Qfitlia (Fitusiran): Modeling the Relationship Between AT Reduction and Bleed Prevention
Sanofi will also highlight two oral presentations from its ATLAS clinical development program for Qfitlia (fitusiran), a subcutaneously administered small interfering RNA (siRNA) therapeutic designed to lower antithrombin (AT) levels and rebalance hemostasis in people with hemophilia A or B.
Qfitlia was approved in multiple regions, including the U.S. and EU, in late 2024 as the first therapy of its kind. By lowering AT—a natural anticoagulant—Qfitlia shifts the coagulation balance toward thrombin generation, thereby enhancing clot formation in individuals with clotting factor deficiencies.
At ISTH 2025, Sanofi will present modeling data predicting the correlation between antithrombin levels and annualized bleeding rates in patients receiving prophylactic Qfitlia. These analyses, derived from data across multiple ATLAS studies, offer important insights into the dose-response relationship and may inform future optimization of individualized treatment regimens.
By quantifying how different levels of AT suppression influence bleed protection, the data may support more personalized approaches to therapy that maximize efficacy while minimizing potential thrombotic risk—a key concern with procoagulant strategies.
ALTUVIIIO: Long-Term Safety and Efficacy in Hemophilia A
Sanofi will also share long-term data from the XTEND-ed phase 3 extension study of ALTUVIIIO (efanesoctocog alfa), a recombinant factor VIII therapy for patients with severe hemophilia A. Approved in 2023, ALTUVIIIO has quickly established itself as a next-generation treatment with once-weekly dosing and the potential to maintain high factor levels, thus enabling consistent bleed protection.

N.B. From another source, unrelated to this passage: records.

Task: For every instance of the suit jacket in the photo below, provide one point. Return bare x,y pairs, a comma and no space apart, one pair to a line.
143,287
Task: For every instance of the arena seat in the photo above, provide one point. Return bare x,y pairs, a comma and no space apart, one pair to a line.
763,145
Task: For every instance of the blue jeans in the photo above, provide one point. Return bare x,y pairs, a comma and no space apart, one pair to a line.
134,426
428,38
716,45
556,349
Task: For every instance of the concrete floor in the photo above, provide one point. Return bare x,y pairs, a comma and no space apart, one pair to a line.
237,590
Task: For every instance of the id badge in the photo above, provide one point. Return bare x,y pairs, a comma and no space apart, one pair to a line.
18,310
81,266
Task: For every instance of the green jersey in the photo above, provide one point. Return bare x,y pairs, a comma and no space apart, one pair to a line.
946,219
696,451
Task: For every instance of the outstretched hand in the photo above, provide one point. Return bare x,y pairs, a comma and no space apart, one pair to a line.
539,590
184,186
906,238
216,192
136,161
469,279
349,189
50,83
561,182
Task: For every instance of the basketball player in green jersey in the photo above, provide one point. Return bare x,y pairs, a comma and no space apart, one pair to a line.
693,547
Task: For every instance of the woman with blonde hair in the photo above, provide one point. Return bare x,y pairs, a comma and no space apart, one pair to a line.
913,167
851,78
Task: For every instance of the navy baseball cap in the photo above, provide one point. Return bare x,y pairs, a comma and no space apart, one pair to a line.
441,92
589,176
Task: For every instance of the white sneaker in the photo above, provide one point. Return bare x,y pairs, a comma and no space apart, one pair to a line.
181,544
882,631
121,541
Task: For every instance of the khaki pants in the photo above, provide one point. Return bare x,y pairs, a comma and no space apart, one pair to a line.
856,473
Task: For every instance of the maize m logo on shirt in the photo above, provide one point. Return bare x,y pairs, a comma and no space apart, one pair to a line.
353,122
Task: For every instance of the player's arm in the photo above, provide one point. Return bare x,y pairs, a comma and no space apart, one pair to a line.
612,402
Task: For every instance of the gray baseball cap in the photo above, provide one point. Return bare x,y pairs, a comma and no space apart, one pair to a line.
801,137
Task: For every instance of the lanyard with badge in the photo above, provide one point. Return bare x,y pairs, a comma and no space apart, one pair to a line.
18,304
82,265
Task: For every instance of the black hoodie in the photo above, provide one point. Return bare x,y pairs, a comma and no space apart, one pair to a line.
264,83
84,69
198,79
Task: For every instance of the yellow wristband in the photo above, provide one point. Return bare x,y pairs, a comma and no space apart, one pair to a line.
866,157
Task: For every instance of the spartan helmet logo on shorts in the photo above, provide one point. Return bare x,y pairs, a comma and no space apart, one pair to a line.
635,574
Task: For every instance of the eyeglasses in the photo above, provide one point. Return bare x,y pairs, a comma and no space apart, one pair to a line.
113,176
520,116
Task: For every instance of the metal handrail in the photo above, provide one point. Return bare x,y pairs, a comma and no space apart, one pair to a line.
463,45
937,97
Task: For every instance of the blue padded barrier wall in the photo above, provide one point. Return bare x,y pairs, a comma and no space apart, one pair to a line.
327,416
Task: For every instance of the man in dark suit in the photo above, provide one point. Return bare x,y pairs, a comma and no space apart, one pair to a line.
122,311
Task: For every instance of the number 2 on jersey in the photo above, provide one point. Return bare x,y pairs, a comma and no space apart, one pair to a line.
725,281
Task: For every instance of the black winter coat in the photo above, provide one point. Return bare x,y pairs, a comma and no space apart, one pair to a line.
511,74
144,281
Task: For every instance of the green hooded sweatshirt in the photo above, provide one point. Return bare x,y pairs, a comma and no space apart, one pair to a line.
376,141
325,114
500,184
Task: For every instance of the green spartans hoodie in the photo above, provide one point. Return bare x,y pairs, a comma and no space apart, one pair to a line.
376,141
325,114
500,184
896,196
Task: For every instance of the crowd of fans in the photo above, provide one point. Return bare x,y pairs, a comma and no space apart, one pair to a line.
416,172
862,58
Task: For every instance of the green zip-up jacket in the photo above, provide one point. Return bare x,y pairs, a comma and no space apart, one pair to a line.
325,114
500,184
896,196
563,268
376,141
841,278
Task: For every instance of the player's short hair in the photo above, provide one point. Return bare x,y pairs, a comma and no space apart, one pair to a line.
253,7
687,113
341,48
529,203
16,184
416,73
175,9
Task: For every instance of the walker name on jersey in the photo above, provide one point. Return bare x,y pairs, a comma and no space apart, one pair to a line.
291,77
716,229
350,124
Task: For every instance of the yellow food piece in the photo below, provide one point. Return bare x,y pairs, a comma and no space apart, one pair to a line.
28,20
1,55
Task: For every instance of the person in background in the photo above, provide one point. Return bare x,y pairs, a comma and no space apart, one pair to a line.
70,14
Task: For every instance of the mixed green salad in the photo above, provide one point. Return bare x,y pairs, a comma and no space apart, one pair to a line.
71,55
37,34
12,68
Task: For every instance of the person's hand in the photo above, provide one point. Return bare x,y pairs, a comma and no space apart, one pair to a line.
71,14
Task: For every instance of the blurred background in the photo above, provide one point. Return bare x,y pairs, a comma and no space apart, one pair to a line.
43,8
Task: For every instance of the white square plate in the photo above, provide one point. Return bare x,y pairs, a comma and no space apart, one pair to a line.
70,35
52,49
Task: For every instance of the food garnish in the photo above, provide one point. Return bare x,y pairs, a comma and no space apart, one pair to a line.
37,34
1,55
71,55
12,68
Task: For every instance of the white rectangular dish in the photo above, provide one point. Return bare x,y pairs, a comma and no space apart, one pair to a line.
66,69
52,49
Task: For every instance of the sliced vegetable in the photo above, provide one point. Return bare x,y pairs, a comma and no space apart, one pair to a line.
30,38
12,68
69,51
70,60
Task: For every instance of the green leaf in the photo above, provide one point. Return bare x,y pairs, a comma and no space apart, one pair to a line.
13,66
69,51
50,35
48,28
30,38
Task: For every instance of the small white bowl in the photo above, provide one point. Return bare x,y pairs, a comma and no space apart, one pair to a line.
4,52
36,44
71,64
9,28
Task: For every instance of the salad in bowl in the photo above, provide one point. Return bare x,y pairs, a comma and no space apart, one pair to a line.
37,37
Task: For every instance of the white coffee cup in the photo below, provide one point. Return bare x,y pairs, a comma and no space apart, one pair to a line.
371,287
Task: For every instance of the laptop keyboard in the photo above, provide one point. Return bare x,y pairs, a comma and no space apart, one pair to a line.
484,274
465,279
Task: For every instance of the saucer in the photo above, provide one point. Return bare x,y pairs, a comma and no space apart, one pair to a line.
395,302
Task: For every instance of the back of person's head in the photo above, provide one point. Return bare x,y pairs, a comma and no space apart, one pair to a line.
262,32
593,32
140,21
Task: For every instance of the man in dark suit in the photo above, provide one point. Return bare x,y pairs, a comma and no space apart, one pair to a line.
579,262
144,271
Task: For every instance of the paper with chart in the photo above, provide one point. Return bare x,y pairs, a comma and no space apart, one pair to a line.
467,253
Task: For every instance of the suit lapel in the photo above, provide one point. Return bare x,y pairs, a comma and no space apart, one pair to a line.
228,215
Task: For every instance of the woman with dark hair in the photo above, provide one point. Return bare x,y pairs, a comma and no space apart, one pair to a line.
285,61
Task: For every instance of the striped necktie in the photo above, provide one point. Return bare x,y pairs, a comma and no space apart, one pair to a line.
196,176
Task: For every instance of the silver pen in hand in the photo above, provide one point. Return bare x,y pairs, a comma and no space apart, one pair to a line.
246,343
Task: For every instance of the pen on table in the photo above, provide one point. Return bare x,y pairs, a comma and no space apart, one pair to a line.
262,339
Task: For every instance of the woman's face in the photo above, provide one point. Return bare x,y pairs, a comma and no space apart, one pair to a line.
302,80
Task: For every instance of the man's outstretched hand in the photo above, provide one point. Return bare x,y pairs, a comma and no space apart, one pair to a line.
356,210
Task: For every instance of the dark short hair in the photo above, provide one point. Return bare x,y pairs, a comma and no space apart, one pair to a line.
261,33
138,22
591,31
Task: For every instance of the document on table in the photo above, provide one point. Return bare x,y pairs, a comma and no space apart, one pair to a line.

New analyses from the XTEND-ed study reinforce ALTUVIIIO’s efficacy and safety in both adults and children, even after prolonged use. Importantly, the data confirm sustained protection against spontaneous and trauma-related bleeds, regardless of type or anatomical location, validating the long-term durability of treatment effects.
In pediatric patients, the therapy was shown to effectively treat and prevent bleeds across a wide range of scenarios, addressing an important gap in real-world pediatric care. Additionally, the XTEND program evaluated perioperative outcomes, demonstrating ALTUVIIIO’s usefulness in managing hemostasis during major and minor surgical procedures in both adult and pediatric populations.

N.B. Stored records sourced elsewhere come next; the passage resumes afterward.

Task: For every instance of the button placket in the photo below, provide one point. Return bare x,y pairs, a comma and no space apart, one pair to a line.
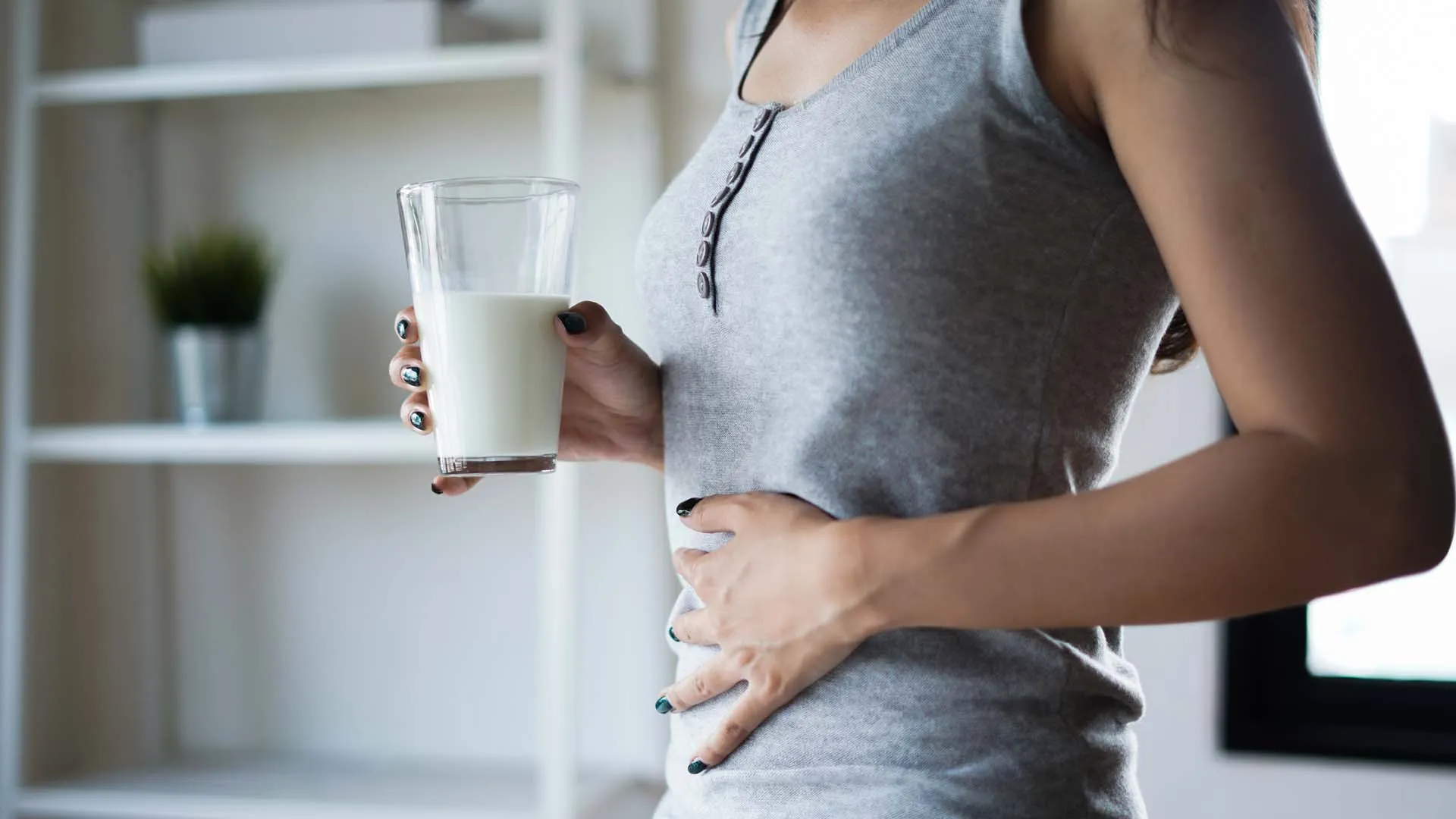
707,279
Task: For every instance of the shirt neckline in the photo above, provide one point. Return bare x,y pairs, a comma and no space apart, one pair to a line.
878,52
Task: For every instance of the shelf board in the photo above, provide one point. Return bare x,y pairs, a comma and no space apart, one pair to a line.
270,787
190,80
270,442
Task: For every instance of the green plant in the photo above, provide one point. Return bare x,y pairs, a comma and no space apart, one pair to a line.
218,278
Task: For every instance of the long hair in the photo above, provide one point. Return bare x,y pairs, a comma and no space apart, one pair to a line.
1180,344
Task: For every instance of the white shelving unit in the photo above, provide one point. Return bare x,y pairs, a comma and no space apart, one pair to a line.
277,787
303,789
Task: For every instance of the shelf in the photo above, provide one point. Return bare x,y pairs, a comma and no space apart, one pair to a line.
302,789
446,64
273,442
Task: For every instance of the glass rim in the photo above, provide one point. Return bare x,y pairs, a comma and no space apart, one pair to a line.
548,186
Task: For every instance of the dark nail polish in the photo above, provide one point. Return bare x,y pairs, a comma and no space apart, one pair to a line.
574,324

These data further position ALTUVIIIO as a cornerstone therapy in hemophilia A, offering superior bleed prevention with fewer infusions—an outcome that can significantly improve treatment adherence and patient quality of life.

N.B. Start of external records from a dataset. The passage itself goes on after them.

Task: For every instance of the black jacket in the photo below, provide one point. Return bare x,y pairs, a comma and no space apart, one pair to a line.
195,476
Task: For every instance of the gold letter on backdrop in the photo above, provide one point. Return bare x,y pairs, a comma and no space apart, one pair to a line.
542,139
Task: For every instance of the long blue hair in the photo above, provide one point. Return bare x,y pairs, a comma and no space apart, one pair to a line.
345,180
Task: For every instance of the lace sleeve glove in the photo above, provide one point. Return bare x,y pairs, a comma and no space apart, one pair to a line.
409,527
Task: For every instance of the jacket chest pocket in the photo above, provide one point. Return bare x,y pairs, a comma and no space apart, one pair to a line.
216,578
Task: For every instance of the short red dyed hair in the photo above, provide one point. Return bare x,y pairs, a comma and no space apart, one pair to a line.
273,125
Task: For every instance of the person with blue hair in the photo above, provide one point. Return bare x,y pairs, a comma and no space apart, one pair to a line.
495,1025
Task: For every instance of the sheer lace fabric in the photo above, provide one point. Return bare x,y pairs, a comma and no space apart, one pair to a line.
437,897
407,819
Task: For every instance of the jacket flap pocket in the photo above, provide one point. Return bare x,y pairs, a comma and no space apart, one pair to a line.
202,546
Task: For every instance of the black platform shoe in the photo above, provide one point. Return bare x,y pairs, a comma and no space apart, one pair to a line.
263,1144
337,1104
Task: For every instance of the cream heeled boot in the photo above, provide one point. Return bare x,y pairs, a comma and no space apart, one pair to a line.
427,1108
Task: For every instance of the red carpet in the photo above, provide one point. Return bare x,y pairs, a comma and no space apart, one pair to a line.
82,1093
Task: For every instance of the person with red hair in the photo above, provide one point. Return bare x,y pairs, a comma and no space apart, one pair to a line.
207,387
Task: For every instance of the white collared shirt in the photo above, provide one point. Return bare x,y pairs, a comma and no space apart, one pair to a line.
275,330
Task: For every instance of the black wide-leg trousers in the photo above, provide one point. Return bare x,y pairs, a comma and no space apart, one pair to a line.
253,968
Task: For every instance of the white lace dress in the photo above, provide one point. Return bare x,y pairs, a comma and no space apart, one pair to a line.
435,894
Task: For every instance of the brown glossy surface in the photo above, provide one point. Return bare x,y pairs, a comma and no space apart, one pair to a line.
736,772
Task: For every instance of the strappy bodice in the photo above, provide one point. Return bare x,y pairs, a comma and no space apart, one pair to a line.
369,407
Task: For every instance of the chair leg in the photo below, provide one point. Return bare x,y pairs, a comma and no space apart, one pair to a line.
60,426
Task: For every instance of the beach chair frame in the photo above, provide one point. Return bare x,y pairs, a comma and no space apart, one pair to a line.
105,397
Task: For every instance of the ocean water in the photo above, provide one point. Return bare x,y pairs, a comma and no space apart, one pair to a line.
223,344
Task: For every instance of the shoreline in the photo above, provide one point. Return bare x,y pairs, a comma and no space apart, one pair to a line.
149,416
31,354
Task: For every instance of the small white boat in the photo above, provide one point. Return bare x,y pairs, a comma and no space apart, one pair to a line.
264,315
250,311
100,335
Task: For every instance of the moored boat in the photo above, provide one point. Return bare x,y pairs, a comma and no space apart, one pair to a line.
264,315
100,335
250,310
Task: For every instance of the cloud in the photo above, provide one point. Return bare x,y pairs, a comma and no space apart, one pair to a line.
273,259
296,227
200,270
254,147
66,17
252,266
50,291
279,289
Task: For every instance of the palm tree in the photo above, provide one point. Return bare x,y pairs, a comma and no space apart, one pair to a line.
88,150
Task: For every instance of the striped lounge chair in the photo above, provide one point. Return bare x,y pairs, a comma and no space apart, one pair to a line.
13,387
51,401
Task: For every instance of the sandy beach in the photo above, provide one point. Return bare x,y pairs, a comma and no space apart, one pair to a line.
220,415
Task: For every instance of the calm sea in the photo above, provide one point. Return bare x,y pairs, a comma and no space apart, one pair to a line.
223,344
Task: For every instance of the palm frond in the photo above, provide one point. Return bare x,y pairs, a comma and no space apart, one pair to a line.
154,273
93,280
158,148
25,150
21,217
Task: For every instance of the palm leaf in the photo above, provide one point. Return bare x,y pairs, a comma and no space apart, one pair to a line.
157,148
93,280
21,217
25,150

A Leader in Hematology Innovation
The breadth of data Sanofi is set to present at ISTH 2025 reflects the company’s comprehensive approach to innovation in rare blood disorders. With rilzabrutinib advancing as a potential first-in-class oral option for ITP and other autoimmune diseases, and with Qfitlia and ALTUVIIIO continuing to expand their impact in hemophilia care, Sanofi is solidifying its leadership across multiple therapeutic fronts.
Through precision targeting of immune and coagulation pathways, Sanofi is not only enhancing patient outcomes but also transforming the standard of care for individuals living with rare and often debilitating hematologic conditions.
As the scientific community gathers in Washington, D.C., Sanofi’s strong showing at ISTH 2025 is expected to drive further interest in its pipeline and reaffirm its role as a key innovator in hematology.